Entretanto, durante a 26ª Sessão do Conselho de Direitos Humanos da ONU, no meio deste ano, aprovou-se, mediante iniciativa do Equador e da África do Sul, uma Resolução para iniciar-se um processo de discussão com os governos para elaboração de um tratado vinculante sobre Empresas e Direitos Humanos. Este resultado teve a contribuição efetiva de diversas organizações da sociedade civil, dentre as quais o TNI, Transnational Institute.

Diana Aguiar[3] , do TNI, em entrevista à agência Justicia. es, em 29/06/2014, afirmou:

“Ha sido una gran victoria”, reconoce a Público Diana Aguiar, investigadora del Transnational Institute, una de las organizaciones que han presionado para lograr la aprobación de esta resolución. Con 20 votos a favor, 14 en contra (entre ellos los de la UE y EEUU) y 13 abstenciones, la ONU se ha comprometido este jueves en Ginebra a formar un grupo de trabajo con los gobiernos de distintas naciones para crear un marco legal, un tratado que comprometa de forma efectiva a los estados a supervisar el cumplimiento de los derechos humanos.

La idea es crear un tratado vinculante para todas las multinacionales, para que no puedan incumplir derechos humanos en los países que lo ratifiquen. Lo que empieza ahora es la negociación del trabajo pero esto no tiene antecedentes. Antes solo había normas para la protección de los intereses de los inversionistas, como los tratados de libre comercio, pero no había hasta hoy ningún tipo de norma vinculante en el derecho internacional que señalara a las multinacionales como culpables. Hay muchos casos en los que se ha intentado acceder a justicias nacionales [para enfrentarse a las empresas], pero por limitaciones diversas no se ha logrado, y este mecanismo cambia la distribución de fuerzas”, asegura.”

É importante destacar que o Brasil se absteve nesta votação, o que nos remete às dificuldades de aprovação dos chamados Planos de Ação Nacionais.

Estes Planos Nacionais se associam à lógica do “dever do Estado de proteger os Direitos Humanos”, constante do primeiro pilar dos Princípios Orientadores ou Guiding Principles. Eles são documentos, cuja produção foi prevista pelo Grupo de Trabalho, que podem ser elaborados voluntariamente pelos Estados. Nestes Planos, os Estados especificariam quais as ações concretas em andamento e que seriam realizadas enquanto políticas públicas e políticas legislativas.
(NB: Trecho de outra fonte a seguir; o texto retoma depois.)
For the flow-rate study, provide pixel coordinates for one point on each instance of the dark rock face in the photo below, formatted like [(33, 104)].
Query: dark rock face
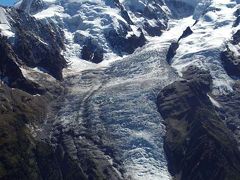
[(92, 52), (231, 61), (121, 44), (180, 9), (172, 51), (37, 44), (198, 144), (186, 33), (175, 45), (23, 156), (10, 72), (229, 111)]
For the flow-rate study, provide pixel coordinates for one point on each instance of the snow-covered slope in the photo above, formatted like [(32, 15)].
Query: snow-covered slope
[(95, 30), (214, 27)]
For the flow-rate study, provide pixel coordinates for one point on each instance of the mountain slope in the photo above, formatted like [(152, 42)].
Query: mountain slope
[(128, 89)]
Além disso, devem traçar diretrizes relativas ao tema para o país, tornando público o seu compromisso de implementação dos Princípios Orientadores.
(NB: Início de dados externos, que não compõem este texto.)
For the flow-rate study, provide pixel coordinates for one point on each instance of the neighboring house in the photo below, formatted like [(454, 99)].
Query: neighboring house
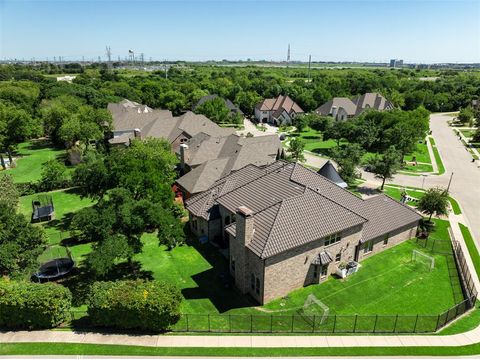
[(342, 108), (231, 106), (286, 226), (133, 120), (205, 159), (277, 111), (66, 78)]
Até o presente momento, poucos países já publicaram seus Planos Nacionais de Ação, sendo todos da Europa Ocidental, como Reino Unido, Holanda, Itália, Espanha, Dinamarca e Finlândia. No entanto, os Planos destes Estados não contém medidas muito concretas e efetivas para a aplicação dos Princípios, somente assumem, na sua maioria, um compromisso com a “causa” de Proteção dos Direitos Humanos, frente à atividade empresarial.

Assim, o desafio da sociedade civil brasileira é grande neste momento, no que diz respeito ao mapeamento do espaço de atuação no campo dos “Direitos Humanos e Empresas”. Como se posicionar internacionalmente, reconhecendo, ou não, ou como reconhecer, e atuar, no cenário das Nações Unidas de negociação com relação ao tema? E, internamente, qual seria o seu papel no momento em que há uma movimentação do governo para a produção de um Plano de Ação Nacional, tendo o país se abstido na votação da Resolução para um tratado vinculante?

Estes são apenas alguns questionamentos iniciais e provocações sugeridas pelo Homa.


[1] DEVA, Surya; BILCHITZ, David (Eds.). Human Rights Obligations of Business: Beyond the Corporate Responsibility to Respect? Cambridge: Cambridge University Press, p.1-26, 2013.